Hi All - I had one node in a 45 shard cluster (9 physical machines) run
out of memory. I stopped all the nodes in the cluster and removed any
lingering write.lock files from the OOM in HDFS. All the nodes
recovered except one replica of one shard that happens to be on the node
that ran out of memory. The error is:
Error while trying to recover:org.apache.solr.common.SolrException:
Replication for recovery failed.
at
org.apache.solr.cloud.RecoveryStrategy.replicate(RecoveryStrategy.java:159)
at
org.apache.solr.cloud.RecoveryStrategy.doRecovery(RecoveryStrategy.java:408)
at
org.apache.solr.cloud.RecoveryStrategy.run(RecoveryStrategy.java:221)
at
java.util.concurrent.Executors$RunnableAdapter.call(Executors.java:511)

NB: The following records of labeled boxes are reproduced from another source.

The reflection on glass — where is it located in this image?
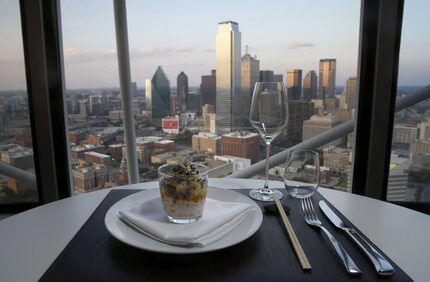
[0,1,38,204]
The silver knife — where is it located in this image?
[319,200,394,275]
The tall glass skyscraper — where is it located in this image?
[318,59,336,99]
[146,66,170,119]
[303,70,318,101]
[287,69,302,101]
[176,71,188,113]
[241,53,260,126]
[216,21,241,133]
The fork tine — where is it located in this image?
[301,199,308,219]
[307,197,318,220]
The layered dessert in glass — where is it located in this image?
[158,161,208,223]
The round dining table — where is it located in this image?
[0,178,430,281]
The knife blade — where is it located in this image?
[318,200,394,275]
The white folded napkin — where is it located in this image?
[119,197,252,247]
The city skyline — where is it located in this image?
[0,0,430,90]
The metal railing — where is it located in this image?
[227,85,430,178]
[0,162,37,187]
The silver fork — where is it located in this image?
[302,198,361,275]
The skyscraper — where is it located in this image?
[176,71,188,113]
[200,70,216,111]
[303,70,317,101]
[216,21,241,133]
[287,69,302,101]
[345,77,358,111]
[287,100,314,147]
[130,81,137,97]
[318,59,336,100]
[146,66,170,118]
[259,70,275,82]
[241,53,260,124]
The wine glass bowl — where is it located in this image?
[249,82,288,201]
[284,150,320,199]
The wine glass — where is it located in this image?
[284,150,320,199]
[249,82,288,201]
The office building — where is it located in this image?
[273,74,284,82]
[287,101,314,147]
[202,104,215,120]
[323,147,352,175]
[170,95,177,116]
[192,132,221,155]
[303,114,343,149]
[84,152,111,167]
[241,53,260,124]
[176,71,188,113]
[214,156,251,173]
[303,70,318,101]
[216,21,241,133]
[89,94,106,115]
[221,131,260,163]
[161,116,179,134]
[387,154,411,201]
[204,114,216,133]
[318,59,336,100]
[130,81,137,97]
[393,124,418,145]
[258,70,275,82]
[409,140,430,168]
[286,69,302,101]
[200,70,216,111]
[146,66,170,119]
[419,121,430,140]
[345,77,358,111]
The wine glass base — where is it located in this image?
[249,188,284,202]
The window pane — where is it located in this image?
[0,0,38,205]
[61,0,360,192]
[61,0,128,194]
[394,0,430,202]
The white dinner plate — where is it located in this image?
[105,187,263,254]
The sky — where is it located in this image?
[0,0,430,90]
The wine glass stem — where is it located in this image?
[264,140,270,189]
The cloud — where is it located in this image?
[64,47,116,63]
[131,46,194,57]
[287,42,315,49]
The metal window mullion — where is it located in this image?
[20,0,70,203]
[352,0,404,200]
[113,0,139,184]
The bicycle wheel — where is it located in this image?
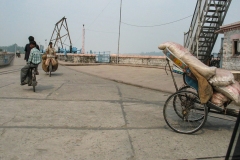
[48,61,52,77]
[163,90,208,134]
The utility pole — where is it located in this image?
[117,0,122,64]
[81,24,85,54]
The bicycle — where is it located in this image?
[30,67,37,92]
[163,49,240,134]
[47,55,55,77]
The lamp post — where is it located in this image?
[117,0,122,64]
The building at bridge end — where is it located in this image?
[216,21,240,71]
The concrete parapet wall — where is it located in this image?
[57,53,166,67]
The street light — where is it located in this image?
[117,0,122,64]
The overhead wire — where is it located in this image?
[122,15,192,27]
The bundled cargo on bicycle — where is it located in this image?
[42,54,58,72]
[158,42,240,133]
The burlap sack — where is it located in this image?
[52,64,58,72]
[51,58,58,66]
[42,60,48,72]
[209,68,234,86]
[45,58,50,66]
[42,54,47,60]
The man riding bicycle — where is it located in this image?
[20,41,42,85]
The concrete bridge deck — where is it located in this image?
[0,59,235,160]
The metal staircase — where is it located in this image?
[184,0,231,63]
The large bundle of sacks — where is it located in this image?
[158,42,240,106]
[42,54,58,72]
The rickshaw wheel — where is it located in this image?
[163,90,208,134]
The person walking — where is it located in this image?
[20,41,42,85]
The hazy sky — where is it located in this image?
[0,0,240,53]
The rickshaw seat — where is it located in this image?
[183,73,198,91]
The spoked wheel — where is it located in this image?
[163,90,208,134]
[48,61,52,77]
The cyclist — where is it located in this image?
[20,41,42,85]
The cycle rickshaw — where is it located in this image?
[163,48,239,134]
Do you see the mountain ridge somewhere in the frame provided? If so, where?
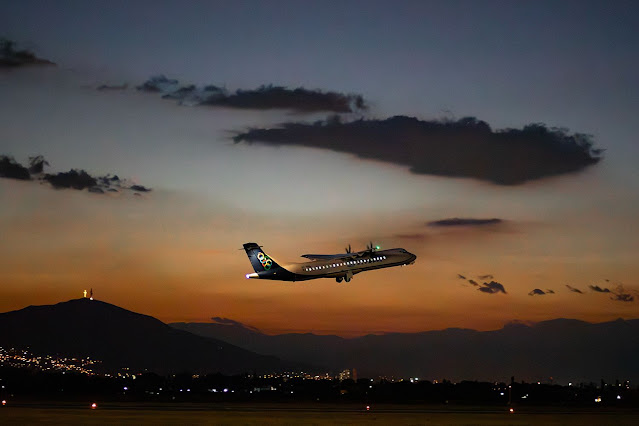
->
[169,318,639,382]
[0,298,292,374]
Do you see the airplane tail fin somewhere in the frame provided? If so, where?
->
[244,243,279,273]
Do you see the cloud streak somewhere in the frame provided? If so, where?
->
[477,281,507,294]
[427,217,503,226]
[233,116,602,185]
[0,38,55,68]
[0,155,151,194]
[137,75,368,113]
[566,284,584,294]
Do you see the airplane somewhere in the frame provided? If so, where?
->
[244,243,417,283]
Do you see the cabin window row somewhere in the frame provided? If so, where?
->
[304,256,386,272]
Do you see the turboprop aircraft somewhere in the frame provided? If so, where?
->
[244,243,417,283]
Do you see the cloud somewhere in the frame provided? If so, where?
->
[29,155,50,175]
[0,155,151,195]
[477,281,507,294]
[0,155,31,180]
[98,83,129,90]
[566,284,584,294]
[610,293,635,302]
[211,317,260,332]
[137,75,368,113]
[129,185,151,192]
[0,38,55,68]
[233,116,602,185]
[427,217,503,226]
[610,284,636,302]
[393,233,426,241]
[42,170,98,190]
[588,285,610,293]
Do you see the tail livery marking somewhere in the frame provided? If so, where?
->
[257,252,273,271]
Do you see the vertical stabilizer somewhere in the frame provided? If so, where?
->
[244,243,279,273]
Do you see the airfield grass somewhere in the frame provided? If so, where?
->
[0,404,639,426]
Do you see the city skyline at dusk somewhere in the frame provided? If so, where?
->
[0,1,639,337]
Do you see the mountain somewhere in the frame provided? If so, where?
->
[170,319,639,383]
[0,298,293,374]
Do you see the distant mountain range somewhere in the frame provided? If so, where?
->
[0,299,639,383]
[0,299,292,374]
[170,319,639,384]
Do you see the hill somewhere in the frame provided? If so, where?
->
[0,299,292,374]
[170,319,639,383]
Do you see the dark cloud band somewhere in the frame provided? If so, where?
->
[0,155,151,194]
[137,75,368,113]
[427,217,503,226]
[233,116,602,185]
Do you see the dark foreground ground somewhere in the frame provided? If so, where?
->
[0,402,639,425]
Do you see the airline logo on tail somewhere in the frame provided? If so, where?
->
[257,252,273,271]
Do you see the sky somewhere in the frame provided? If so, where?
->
[0,0,639,336]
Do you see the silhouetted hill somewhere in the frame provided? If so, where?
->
[0,299,285,374]
[170,319,639,382]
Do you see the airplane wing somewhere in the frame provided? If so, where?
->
[302,253,357,260]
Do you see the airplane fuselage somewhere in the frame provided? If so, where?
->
[245,243,417,282]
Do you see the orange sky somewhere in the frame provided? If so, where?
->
[0,0,639,336]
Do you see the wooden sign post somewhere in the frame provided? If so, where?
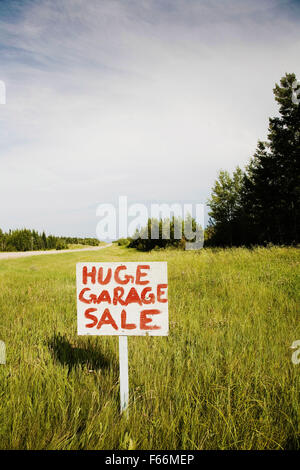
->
[76,262,169,412]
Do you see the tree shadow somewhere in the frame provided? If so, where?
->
[48,334,117,371]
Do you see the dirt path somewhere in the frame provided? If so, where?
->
[0,243,112,260]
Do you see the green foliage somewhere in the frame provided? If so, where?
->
[0,244,300,450]
[206,74,300,246]
[127,215,202,251]
[0,229,100,251]
[117,238,130,246]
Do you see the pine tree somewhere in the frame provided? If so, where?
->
[243,74,300,243]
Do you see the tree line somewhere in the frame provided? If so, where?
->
[205,74,300,246]
[0,228,99,251]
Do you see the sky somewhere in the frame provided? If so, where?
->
[0,0,300,237]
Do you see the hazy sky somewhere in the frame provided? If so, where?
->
[0,0,300,236]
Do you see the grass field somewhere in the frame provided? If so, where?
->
[0,246,300,450]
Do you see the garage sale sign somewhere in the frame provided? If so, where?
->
[76,262,168,336]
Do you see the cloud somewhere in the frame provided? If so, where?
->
[0,0,300,235]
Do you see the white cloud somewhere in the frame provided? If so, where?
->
[0,0,300,235]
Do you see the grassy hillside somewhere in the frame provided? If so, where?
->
[0,246,300,449]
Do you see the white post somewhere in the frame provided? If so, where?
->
[119,336,128,413]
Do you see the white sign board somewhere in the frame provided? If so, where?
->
[76,261,169,336]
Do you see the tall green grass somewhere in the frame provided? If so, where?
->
[0,246,300,449]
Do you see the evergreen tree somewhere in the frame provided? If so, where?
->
[243,74,300,243]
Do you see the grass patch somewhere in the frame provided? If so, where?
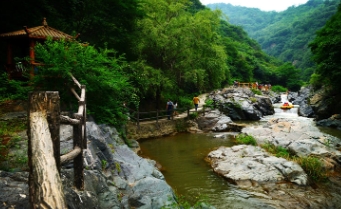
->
[189,112,199,120]
[251,89,262,95]
[175,120,187,132]
[293,157,327,182]
[271,85,287,93]
[236,134,257,146]
[261,143,327,182]
[250,97,257,103]
[261,143,290,159]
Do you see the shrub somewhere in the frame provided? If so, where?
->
[294,157,327,181]
[261,143,290,159]
[189,112,199,120]
[251,89,262,95]
[236,134,257,146]
[271,85,287,92]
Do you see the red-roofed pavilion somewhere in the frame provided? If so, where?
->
[0,18,76,79]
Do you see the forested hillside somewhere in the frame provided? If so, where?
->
[0,0,301,124]
[207,0,340,81]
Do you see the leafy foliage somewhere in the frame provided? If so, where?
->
[33,40,132,125]
[236,134,257,146]
[294,157,327,181]
[207,0,339,81]
[309,5,341,91]
[0,73,32,103]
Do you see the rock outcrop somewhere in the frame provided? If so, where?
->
[242,118,341,165]
[208,145,307,190]
[0,122,177,209]
[209,88,275,120]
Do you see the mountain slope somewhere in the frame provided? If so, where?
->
[207,0,340,80]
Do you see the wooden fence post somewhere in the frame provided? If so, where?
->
[28,91,67,208]
[73,113,84,190]
[137,109,140,129]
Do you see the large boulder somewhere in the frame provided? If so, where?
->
[310,88,341,121]
[316,114,341,129]
[196,109,244,132]
[209,88,275,120]
[0,122,177,209]
[208,145,307,190]
[242,117,341,165]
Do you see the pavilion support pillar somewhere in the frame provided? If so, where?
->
[30,39,36,78]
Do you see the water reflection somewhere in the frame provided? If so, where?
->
[139,94,341,209]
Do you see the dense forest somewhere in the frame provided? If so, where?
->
[0,0,338,124]
[207,0,340,81]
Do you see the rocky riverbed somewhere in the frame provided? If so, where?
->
[198,86,341,208]
[0,122,177,209]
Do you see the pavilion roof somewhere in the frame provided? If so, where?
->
[0,18,74,39]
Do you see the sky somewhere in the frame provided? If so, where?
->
[200,0,308,12]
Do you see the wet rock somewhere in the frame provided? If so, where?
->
[316,114,341,129]
[209,88,275,120]
[310,88,341,121]
[196,109,244,132]
[242,118,341,166]
[208,145,307,190]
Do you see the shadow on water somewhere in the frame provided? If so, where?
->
[139,133,278,209]
[139,94,341,209]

at java.util.concurrent.FutureTask.run(FutureTask.java:266)
at
org.apache.solr.common.util.ExecutorUtil$MDCAwareThreadPoolExecutor.lambda$execute$0(ExecutorUtil.java:229)
at
java.util.concurrent.ThreadPoolExecutor.runWorker(ThreadPoolExecutor.java:1142)
at
java.util.concurrent.ThreadPoolExecutor$Worker.run(ThreadPoolExecutor.java:617)
at java.lang.Thread.run(Thread.java:745)
Anything I can check? The index is stored in HDFS. It seems to keep
looping retrying over and over.
Thank you!
-Joe